React (TypeScript) + Nginx ↓FastAPI REST API ──→ CFDIExtractionService ↓PostgreSQL (SQLAlchemy ORM) ↓Docker Compose (dev & prod) + GitHub Actions CI/CD- Backend — FastAPI (Python 3.11) with async file handling via
aiofiles - Database — PostgreSQL (SQLite fallback for dev) via SQLAlchemy 2.0 ORM
- Validation — Pydantic v2 schemas enforcing the full Mexican CFDI tax invoice structure
- Frontend — React 19 + TypeScript SPA served through Nginx
- CI/CD — GitHub Actions (lint → test → Trivy security scan → Docker build)

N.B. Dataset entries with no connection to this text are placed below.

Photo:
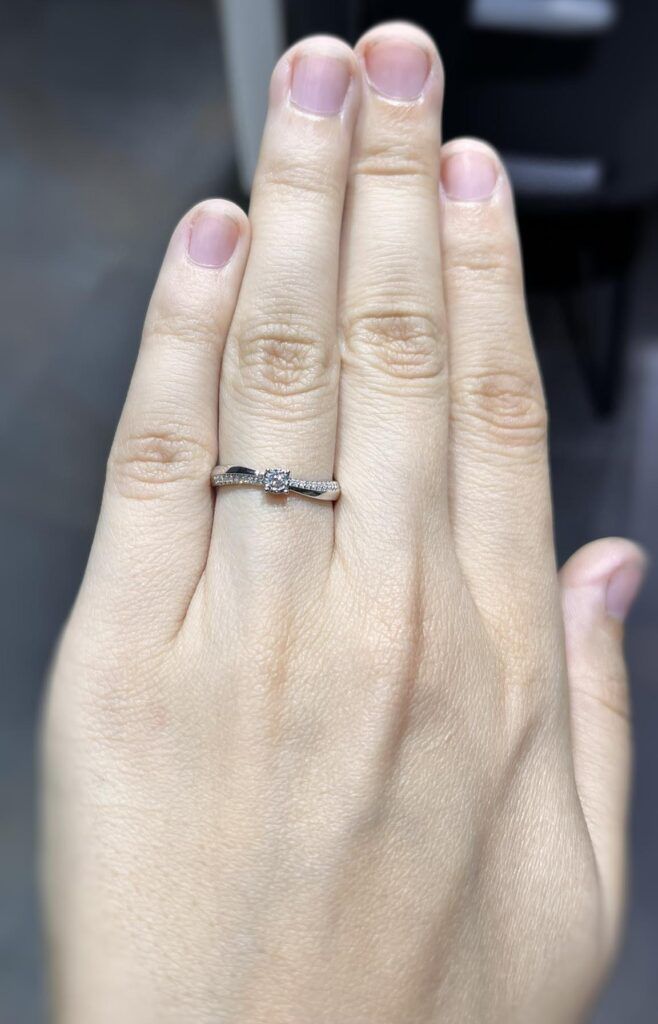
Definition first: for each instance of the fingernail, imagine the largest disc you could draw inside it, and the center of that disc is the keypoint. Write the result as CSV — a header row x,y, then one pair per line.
x,y
397,69
319,83
623,587
213,239
469,176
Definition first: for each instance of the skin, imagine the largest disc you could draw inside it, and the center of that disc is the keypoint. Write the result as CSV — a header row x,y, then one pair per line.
x,y
364,762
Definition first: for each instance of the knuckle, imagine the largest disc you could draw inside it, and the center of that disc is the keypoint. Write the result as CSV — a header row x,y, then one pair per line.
x,y
401,344
282,358
491,261
142,461
308,181
181,325
394,158
509,404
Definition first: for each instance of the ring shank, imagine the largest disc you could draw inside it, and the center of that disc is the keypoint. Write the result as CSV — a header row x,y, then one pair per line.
x,y
275,481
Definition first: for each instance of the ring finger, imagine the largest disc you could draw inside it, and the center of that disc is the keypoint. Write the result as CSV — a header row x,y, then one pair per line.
x,y
279,376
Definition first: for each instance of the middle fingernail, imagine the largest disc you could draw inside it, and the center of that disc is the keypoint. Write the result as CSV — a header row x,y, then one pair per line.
x,y
398,69
319,83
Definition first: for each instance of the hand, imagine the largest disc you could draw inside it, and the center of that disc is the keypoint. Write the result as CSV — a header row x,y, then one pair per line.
x,y
316,763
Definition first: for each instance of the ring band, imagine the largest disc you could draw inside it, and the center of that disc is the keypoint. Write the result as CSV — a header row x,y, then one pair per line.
x,y
275,481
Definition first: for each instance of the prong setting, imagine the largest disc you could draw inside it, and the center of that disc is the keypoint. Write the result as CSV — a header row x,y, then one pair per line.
x,y
276,481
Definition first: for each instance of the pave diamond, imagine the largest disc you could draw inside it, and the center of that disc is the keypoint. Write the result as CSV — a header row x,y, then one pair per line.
x,y
276,480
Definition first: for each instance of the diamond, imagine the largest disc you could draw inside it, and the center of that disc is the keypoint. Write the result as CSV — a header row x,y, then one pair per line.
x,y
276,480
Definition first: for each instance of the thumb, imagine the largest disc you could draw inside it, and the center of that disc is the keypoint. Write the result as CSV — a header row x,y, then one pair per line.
x,y
599,586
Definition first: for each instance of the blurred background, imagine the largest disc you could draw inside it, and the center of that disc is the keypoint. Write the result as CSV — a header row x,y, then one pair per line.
x,y
117,115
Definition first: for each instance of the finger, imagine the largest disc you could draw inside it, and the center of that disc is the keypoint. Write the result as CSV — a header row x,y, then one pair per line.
x,y
156,520
279,376
393,426
599,585
499,492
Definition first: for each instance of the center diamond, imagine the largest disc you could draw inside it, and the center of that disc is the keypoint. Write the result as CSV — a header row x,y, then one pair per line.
x,y
276,480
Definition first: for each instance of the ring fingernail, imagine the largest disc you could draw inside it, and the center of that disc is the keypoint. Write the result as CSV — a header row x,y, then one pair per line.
x,y
397,69
469,176
212,240
319,83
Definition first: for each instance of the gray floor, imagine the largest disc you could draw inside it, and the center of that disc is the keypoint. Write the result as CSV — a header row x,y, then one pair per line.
x,y
111,130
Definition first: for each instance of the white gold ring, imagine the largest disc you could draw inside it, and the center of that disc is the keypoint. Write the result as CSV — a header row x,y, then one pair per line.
x,y
275,481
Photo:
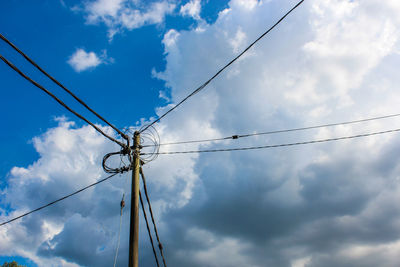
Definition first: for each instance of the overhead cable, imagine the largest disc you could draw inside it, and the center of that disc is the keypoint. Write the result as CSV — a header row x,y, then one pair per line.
x,y
58,200
148,229
222,69
276,131
122,205
160,246
278,145
59,101
62,86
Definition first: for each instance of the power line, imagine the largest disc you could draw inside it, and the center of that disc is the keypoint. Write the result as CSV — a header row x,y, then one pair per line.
x,y
59,101
221,70
148,229
58,200
62,86
276,131
160,246
279,145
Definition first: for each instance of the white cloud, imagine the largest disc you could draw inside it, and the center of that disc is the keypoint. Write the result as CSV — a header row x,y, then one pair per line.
x,y
191,9
332,204
125,14
81,60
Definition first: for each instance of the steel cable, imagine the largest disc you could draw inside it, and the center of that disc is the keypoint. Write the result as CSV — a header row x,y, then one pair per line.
x,y
62,86
148,229
221,70
278,145
59,101
276,131
160,246
58,200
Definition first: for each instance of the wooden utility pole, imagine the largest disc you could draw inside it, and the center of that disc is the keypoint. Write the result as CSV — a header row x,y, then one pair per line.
x,y
134,225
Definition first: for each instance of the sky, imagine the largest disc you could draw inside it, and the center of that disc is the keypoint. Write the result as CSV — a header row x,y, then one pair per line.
x,y
327,204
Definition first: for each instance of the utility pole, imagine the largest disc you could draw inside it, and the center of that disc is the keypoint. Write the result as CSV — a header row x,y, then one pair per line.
x,y
134,225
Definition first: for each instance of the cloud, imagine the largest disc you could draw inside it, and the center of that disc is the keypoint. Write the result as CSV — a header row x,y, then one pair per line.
x,y
191,9
81,60
332,204
123,14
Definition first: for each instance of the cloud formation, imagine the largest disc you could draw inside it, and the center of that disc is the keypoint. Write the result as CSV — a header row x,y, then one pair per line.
x,y
124,14
332,204
81,60
191,9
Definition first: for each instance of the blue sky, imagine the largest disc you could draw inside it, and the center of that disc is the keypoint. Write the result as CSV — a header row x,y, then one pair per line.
x,y
332,204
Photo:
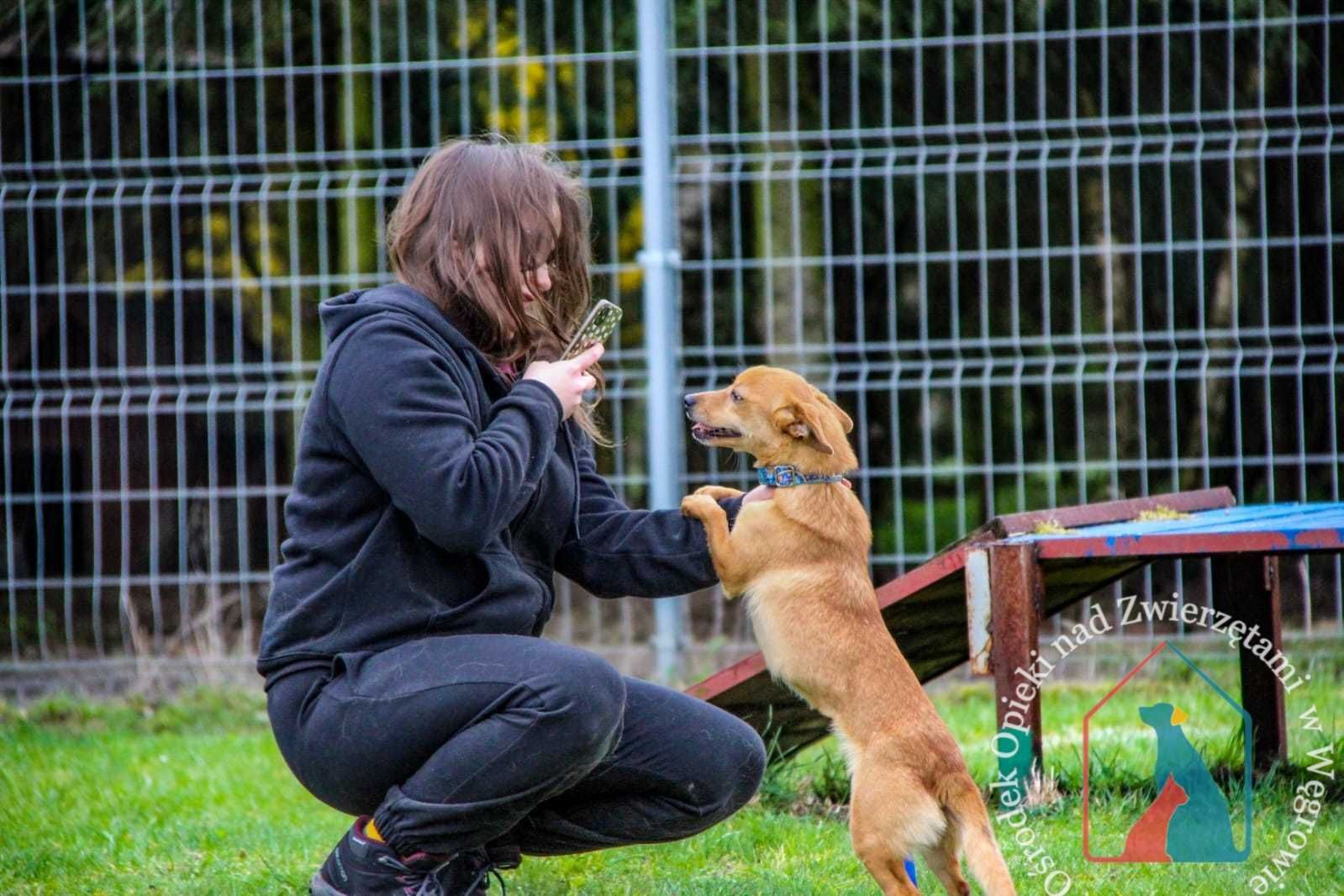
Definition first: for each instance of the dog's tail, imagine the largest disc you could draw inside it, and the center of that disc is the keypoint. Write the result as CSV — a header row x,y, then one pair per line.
x,y
967,813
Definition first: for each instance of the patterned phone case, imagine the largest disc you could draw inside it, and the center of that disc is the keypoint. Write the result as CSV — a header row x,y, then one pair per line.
x,y
599,323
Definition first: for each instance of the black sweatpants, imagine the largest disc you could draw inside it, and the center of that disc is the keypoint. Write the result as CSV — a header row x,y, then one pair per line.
x,y
457,742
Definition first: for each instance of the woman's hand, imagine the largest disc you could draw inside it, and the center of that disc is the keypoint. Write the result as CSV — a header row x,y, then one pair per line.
x,y
767,492
567,379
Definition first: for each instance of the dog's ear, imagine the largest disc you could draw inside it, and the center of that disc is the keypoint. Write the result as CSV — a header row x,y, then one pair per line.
x,y
803,422
846,424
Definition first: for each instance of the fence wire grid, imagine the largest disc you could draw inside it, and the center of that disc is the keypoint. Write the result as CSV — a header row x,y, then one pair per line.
x,y
1043,253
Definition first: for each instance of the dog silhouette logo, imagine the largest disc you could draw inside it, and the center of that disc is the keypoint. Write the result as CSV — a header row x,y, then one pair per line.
x,y
1189,819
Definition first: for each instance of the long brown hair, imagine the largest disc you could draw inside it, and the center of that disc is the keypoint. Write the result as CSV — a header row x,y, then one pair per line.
x,y
477,218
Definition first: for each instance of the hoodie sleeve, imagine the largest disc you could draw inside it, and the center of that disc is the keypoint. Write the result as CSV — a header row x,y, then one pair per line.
x,y
403,414
648,554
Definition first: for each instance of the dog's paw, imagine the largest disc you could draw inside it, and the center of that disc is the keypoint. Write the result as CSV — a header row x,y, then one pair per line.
x,y
719,492
699,507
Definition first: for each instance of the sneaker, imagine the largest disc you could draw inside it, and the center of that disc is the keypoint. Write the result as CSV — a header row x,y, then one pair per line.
x,y
468,873
363,867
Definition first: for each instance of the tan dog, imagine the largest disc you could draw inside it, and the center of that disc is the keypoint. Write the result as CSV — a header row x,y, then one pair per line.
x,y
801,561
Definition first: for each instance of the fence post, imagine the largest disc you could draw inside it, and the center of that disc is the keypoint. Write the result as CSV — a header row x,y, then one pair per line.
x,y
661,329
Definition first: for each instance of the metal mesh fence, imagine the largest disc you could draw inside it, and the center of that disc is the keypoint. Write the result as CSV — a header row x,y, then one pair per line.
x,y
1045,253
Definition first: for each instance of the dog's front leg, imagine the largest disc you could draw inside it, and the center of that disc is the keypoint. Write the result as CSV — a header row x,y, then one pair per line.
x,y
722,548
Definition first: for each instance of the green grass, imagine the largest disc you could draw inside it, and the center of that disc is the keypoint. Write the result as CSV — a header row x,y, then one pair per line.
x,y
192,797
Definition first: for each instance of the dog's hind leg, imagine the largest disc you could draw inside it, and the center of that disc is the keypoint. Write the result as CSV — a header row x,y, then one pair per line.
x,y
945,862
891,814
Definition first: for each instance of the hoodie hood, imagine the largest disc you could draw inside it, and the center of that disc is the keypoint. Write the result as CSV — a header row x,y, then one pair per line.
x,y
339,314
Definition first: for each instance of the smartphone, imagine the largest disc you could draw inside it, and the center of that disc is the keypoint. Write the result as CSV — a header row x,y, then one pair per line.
x,y
596,328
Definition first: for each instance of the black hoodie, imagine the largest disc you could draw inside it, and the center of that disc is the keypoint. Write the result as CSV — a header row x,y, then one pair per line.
x,y
432,498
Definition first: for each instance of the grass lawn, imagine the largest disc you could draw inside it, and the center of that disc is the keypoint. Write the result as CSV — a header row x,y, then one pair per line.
x,y
192,797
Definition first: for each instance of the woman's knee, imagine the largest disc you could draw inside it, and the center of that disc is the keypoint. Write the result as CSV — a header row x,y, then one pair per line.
x,y
726,777
583,704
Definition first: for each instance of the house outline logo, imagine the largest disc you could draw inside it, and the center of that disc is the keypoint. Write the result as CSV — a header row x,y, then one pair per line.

- Optional — Redis caching layer
Key Technical Achievements
Multi-layer CFDI validation — Enforces RFC presence (emisor/receptor), required fiscal fields (uuid, folio, fecha_emision, total), and file type/size constraints, with graceful fallbacks and structured HTTP error responses to prevent corrupt records from reaching the database.
Clean Architecture — Strict separation between Models (SQLAlchemy), Schemas (Pydantic), Services (business logic), and API routes; dependency injection via FastAPI’s Depends(get_db) pattern; 32 pytest tests (unit + integration, async-aware via pytest-asyncio).
Pydantic-validated CFDI schema — Models the full Mexican tax invoice structure: EmisorSchema, ReceptorSchema, line-item ConceptoSchema with tax breakdowns (traslados/retenciones), and digital seals — mapped to an auditable invoices table with a four-state status lifecycle (PENDING → PROCESSING → COMPLETED → FAILED).
Production resilience — Non-root Docker user (appuser), container health checks (30s interval, 3 retries), environment isolation via UV with .env / .env.production secret management.